Su gran encanto reside precisamente en eso: el paisaje. La ruta discurre entre pinos mediterráneos, pequeñas calas, túneles y miradores sobre el Mediterráneo, lo que la convierte en una vía verde especialmente fotogénica y muy agradable durante gran parte del año.
Además, es una ruta muy accesible, ideal tanto para senderistas tranquilos como para familias o cicloturistas que buscan una escapada sencilla pero espectacular.
Ficha técnica de la Vía Verde del Mar
- Ubicación: entre Benicàssim y Oropesa del Mar (Castellón)
- Longitud: aproximadamente 5,7 km (solo ida)
- Tipo de firme: asfalto y gravilla compactada
- Dificultad: fácil
- Uso: senderismo, bicicleta y running
- Desnivel: prácticamente inexistente
- Infraestructura: 1 túnel iluminado, falsos túneles y un puente metálico
El itinerario forma parte también de la ruta cicloturista europea EuroVelo 8, que recorre buena parte de la costa mediterránea.
Un paseo entre calas, túneles y miradores
La vía verde comienza en el extremo norte de Benicàssim, junto a la playa del Voramar, donde se situaba el antiguo apeadero ferroviario de las Villas.
Desde aquí el camino se adentra rápidamente en un paisaje más natural, alejándose del núcleo urbano. El recorrido sigue siempre muy cerca del mar, ofreciendo panorámicas continuas del litoral castellonense.
A lo largo de la ruta aparecen algunos de sus puntos más característicos:
- Túneles ferroviarios rehabilitados, que atraviesan pequeños promontorios rocosos.
- Miradores naturales desde los que contemplar la costa y las calas escondidas.
- Tramos rodeados de vegetación mediterránea, con pinos que perfuman el ambiente.
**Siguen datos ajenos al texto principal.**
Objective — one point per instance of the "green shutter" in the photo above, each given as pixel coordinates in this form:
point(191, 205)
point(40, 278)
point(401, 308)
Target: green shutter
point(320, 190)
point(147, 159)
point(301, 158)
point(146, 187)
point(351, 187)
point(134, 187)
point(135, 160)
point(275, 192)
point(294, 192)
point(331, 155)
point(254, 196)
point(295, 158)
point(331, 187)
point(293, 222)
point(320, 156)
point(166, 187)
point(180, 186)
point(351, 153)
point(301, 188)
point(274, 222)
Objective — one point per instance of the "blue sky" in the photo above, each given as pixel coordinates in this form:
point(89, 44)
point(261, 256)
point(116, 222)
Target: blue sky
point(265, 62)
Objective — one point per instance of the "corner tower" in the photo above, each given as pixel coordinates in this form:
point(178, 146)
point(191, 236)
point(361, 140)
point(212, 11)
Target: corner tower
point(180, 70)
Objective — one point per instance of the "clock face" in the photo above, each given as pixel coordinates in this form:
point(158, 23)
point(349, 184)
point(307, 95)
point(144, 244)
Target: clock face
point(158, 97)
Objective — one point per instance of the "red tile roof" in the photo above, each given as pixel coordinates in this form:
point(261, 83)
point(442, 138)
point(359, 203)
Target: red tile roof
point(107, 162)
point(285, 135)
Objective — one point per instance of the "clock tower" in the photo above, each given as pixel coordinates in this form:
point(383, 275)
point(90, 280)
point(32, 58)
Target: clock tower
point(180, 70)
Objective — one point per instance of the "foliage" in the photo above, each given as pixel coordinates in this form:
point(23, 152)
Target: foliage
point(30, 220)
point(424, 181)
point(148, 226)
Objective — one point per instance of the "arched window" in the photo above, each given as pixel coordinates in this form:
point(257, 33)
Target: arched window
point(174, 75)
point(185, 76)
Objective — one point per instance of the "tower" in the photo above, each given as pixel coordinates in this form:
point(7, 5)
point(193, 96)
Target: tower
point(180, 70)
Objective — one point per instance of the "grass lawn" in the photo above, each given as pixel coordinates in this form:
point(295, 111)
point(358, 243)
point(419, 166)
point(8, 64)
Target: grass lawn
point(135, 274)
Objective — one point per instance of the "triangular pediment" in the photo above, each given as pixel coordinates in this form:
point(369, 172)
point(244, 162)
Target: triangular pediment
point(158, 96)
- Pequeñas playas y calas, perfectas para hacer una pausa en verano.
La sensación es la de recorrer un antiguo camino industrial convertido en un agradable paseo natural.
Una ruta ideal para todos
Una de las grandes ventajas de la Vía Verde del Mar es su accesibilidad. El trazado ferroviario original hace que el recorrido sea prácticamente llano, lo que permite disfrutarlo sin grandes esfuerzos.
Esto la convierte en una ruta perfecta para:
- Senderistas que buscan un paseo tranquilo
- Ciclistas que quieren pedalear junto al mar
- Familias con niños
- Corredores que prefieren itinerarios sin tráfico
Además, al unir dos localidades costeras bien comunicadas, siempre existe la opción de realizar solo un tramo y regresar en transporte público o repetir el recorrido disfrutando nuevamente del paisaje.
Consejos para recorrer la Vía Verde del Mar
Si estás pensando en descubrir esta ruta, ten en cuenta algunas recomendaciones:
- Evita las horas centrales del verano, ya que algunos tramos tienen poca sombra.
- Lleva agua, especialmente si haces la ruta completa ida y vuelta.
- Respeta la convivencia entre ciclistas y senderistas, ya que ambos comparten el itinerario.
- Aprovecha los miradores y calas, son algunos de los rincones más bonitos de la ruta.
La primavera y el otoño suelen ser las mejores estaciones para recorrerla, con temperaturas suaves y un paisaje especialmente agradable.
Una escapada costera perfecta
La Vía Verde del Mar demuestra cómo antiguos trazados ferroviarios pueden transformarse en auténticos corredores naturales.
Entre acantilados suaves, vegetación mediterránea y vistas continuas al mar, esta ruta es una de las vías verdes más escénicas de la costa española. Un recorrido corto, accesible y muy visual que invita a caminar sin prisas y a disfrutar del Mediterráneo en estado puro.